Richard Smith, former head of Equifax, apologized publicly on Tuesday for the massive data breach that affected the personal data of millions of people.
Richard Smith retired from his post last week, but he led the company through the time of the hack, which Equifax announced in early September.
Through an announcement on Monday, Equifax said that an independent review had reported that the estimated number of potentially affected U.S. consumers was as high as 145.5 million.
“The vulnerability remained in an Equifax web application much longer than it should have,” Smith said. “I am here today to apologize to the American people myself.”
Here is an excerpt from his speech:
I am here today to recount for this body and the American people, as best I am able, what happened when Equifax was hacked by a yet unknown entity and sensitive information of over 140 million Americans was stolen from its servers, and to outline the remediation steps the company took. We at Equifax clearly understood that the collection of American consumer information and data carries with it enormous responsibility to protect that data. We did not live up to that responsibility, and I am here today to apologize to the American people myself and on behalf of the board, the management team and the company’s employees.
Let me say clearly: As CEO I was ultimately responsible for what happened on my watch. Equifax was entrusted with Americans’ private data, and we let them down. To each and every person affected by this breach, I am deeply sorry that this occurred. Whether your personal identifying information was compromised, or you have had to deal with the uncertainty of determining whether or not your personal data may have been compromised, I sincerely apologize.

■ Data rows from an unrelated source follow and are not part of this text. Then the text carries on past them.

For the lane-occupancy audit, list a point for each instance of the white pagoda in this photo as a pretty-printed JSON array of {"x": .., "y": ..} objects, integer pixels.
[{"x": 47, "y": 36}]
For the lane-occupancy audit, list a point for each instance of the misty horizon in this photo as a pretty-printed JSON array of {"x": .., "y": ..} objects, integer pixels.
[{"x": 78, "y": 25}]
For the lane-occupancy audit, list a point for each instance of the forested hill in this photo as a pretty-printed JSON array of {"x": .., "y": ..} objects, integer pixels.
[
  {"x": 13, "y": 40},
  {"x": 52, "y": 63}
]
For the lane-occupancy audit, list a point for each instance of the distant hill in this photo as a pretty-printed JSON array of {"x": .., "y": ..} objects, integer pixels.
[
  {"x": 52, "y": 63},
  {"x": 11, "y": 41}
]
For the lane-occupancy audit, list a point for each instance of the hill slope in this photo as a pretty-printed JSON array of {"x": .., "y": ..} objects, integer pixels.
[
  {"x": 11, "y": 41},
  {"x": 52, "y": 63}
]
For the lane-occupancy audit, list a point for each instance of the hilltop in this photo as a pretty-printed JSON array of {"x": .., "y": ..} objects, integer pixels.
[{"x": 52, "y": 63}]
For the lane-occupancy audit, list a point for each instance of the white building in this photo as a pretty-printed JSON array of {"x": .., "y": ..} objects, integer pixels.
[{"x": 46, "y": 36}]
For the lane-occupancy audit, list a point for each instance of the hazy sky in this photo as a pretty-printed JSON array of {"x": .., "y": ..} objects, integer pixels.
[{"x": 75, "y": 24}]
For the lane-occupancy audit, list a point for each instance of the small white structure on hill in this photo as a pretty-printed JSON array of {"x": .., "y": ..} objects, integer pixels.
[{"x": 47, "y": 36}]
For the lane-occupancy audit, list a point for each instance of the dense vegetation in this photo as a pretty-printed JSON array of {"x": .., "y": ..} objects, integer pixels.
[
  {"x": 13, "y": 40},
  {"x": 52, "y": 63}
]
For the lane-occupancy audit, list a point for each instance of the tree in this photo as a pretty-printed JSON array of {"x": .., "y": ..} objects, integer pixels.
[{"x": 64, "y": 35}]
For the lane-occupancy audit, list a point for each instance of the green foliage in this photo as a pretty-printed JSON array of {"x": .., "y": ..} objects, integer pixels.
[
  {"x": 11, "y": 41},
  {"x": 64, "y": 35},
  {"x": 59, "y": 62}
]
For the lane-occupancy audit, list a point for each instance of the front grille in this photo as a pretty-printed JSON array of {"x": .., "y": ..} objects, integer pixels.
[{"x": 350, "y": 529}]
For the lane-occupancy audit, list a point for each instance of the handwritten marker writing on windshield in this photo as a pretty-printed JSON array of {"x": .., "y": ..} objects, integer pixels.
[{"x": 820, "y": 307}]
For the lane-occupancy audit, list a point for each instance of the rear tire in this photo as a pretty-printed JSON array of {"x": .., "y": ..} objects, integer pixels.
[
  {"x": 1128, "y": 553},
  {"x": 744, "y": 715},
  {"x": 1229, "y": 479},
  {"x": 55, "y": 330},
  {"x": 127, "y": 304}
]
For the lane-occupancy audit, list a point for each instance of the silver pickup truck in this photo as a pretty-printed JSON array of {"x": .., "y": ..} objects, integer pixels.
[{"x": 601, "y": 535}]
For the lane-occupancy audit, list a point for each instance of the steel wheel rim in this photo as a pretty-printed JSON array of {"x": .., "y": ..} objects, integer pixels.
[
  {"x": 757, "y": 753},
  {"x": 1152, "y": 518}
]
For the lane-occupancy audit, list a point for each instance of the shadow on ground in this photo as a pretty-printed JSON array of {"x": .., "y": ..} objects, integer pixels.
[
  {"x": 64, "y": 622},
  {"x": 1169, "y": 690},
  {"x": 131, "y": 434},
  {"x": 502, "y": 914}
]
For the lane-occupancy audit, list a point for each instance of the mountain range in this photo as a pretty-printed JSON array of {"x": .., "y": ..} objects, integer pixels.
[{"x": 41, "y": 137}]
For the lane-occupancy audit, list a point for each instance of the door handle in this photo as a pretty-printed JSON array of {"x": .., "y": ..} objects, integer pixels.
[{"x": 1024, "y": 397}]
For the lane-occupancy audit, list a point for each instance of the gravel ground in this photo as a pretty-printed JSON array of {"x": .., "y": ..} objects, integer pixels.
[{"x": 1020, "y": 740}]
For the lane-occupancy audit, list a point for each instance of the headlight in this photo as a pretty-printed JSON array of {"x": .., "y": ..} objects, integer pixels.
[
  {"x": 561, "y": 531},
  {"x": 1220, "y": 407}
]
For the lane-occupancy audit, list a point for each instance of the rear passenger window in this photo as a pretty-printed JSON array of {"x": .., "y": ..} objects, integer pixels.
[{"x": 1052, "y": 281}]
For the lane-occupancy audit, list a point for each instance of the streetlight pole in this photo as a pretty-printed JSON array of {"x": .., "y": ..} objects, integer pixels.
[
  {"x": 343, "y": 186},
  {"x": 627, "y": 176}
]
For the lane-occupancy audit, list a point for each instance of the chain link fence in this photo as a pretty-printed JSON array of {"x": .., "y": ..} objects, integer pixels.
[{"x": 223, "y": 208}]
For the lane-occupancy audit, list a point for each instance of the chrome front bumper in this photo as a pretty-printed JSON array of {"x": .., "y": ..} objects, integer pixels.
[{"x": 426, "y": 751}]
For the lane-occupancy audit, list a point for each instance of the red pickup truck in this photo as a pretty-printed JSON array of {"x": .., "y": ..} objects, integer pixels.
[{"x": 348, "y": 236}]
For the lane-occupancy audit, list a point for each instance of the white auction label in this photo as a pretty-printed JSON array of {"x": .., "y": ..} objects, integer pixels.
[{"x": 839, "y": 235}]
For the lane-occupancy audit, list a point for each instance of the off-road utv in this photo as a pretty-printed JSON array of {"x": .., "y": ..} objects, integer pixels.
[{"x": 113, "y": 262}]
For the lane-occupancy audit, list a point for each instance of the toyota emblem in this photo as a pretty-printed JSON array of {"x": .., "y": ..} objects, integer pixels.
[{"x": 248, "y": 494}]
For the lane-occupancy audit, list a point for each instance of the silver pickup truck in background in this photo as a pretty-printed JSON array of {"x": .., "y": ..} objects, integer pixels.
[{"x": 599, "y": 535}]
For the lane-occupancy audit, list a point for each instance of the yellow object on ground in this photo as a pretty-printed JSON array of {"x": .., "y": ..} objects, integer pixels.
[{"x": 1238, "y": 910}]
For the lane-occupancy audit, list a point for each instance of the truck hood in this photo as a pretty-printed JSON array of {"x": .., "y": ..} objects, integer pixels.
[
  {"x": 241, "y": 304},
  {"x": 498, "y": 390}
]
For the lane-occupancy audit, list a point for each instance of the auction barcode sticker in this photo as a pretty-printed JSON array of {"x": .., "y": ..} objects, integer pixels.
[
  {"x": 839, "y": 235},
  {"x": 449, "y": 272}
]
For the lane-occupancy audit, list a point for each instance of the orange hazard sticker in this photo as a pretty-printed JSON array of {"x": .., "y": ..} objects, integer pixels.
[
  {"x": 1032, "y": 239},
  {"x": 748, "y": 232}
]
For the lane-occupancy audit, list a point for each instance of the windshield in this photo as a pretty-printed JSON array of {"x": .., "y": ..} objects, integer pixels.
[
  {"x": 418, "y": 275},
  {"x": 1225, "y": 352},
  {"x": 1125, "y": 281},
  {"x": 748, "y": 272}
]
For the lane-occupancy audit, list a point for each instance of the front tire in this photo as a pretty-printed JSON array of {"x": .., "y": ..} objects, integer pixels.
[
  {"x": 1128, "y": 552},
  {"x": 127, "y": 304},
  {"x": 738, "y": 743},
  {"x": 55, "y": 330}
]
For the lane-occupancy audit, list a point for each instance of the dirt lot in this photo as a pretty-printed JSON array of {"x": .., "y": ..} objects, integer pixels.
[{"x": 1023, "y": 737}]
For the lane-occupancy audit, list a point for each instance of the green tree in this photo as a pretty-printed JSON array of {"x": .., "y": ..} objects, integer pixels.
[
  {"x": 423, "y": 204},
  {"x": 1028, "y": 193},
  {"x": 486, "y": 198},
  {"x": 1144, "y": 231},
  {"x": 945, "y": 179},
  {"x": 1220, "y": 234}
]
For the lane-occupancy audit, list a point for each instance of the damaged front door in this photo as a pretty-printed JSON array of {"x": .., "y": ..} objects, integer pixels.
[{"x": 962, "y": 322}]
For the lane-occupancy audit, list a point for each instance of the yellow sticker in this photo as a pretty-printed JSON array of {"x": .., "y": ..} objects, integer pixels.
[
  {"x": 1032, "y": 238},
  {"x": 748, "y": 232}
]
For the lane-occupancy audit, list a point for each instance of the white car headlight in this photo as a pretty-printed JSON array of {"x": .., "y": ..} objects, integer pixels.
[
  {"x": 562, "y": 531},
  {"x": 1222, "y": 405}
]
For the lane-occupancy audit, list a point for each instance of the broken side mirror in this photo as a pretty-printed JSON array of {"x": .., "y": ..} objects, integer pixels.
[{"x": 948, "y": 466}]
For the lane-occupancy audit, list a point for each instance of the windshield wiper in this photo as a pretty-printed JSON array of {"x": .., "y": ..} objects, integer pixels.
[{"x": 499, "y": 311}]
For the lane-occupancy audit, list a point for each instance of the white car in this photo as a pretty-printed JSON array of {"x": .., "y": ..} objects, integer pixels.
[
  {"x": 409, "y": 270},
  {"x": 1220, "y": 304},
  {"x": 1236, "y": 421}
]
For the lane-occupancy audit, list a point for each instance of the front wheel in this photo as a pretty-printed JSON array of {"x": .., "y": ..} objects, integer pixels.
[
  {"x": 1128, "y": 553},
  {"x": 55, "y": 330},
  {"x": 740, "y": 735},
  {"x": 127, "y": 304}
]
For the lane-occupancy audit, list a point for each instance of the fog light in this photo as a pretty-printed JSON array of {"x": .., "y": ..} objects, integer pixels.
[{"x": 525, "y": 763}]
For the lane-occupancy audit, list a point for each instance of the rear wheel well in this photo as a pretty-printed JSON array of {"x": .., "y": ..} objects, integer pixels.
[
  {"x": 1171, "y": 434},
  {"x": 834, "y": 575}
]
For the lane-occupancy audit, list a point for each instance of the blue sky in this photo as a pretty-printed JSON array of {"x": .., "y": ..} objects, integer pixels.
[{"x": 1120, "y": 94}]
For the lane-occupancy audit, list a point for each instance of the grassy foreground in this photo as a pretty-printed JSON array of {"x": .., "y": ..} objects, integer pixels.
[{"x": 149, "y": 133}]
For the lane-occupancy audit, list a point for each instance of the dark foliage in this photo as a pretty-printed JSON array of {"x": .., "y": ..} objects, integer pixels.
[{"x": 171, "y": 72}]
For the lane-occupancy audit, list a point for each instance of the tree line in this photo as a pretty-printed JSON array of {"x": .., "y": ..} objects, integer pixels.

The company failed to prevent sensitive information from falling into the hands of wrongdoers. The people affected by this are not numbers in a database. They are my friends, my family, members of my church, the members of my community, my neighbors. This breach has impacted all of them. It has impacted all of us. I was honored to serve as the chairman and chief executive officer of Equifax for the last 12 years, until I stepped down on Sept. 25. I will always be grateful for the opportunity to have led the company and its 10,000 employees.
Equifax was founded 118 years ago and now serves as one of the largest sources of consumer and commercial information in the world. That information helps people make business and personal financial decisions in a more timely and accurate way. Behind the scenes, we help millions of Americans access credit, whether to buy a house or a car, pay for college or start a small business. During my time at Equifax, working together with our employees, customers and others, we saw the company grow from approximately 4,000 employees to almost 10,000. Some of my proudest accomplishments are the efforts we undertook to build credit models that allowed and continue to allow many unbanked Americans outside the financial mainstream to access credit in ways they previously could not have.
Throughout my tenure as CEO of Equifax, we took data security and privacy extremely seriously, and we devoted substantial resources to it. We now know that criminals executed a major cyberattack on Equifax, hacked into our data and were able to access information for over 140 million American consumers. The information accessed includes names, Social Security numbers, birth dates, addresses and, in some instances, driver’s license numbers. Credit card information for approximately 209,000 consumers was also stolen, as well as certain dispute documents with personally identifying information for approximately 182,000 consumers.
Americans want to know how this happened, and I am hopeful my testimony will help in that regard. As I will explain in greater detail below, the investigation continues, but it appears that the breach occurred because of both human error and technology failures. These mistakes – made in the same chain of security systems designed with redundancies – allowed criminals to access over 140 million Americans’ data.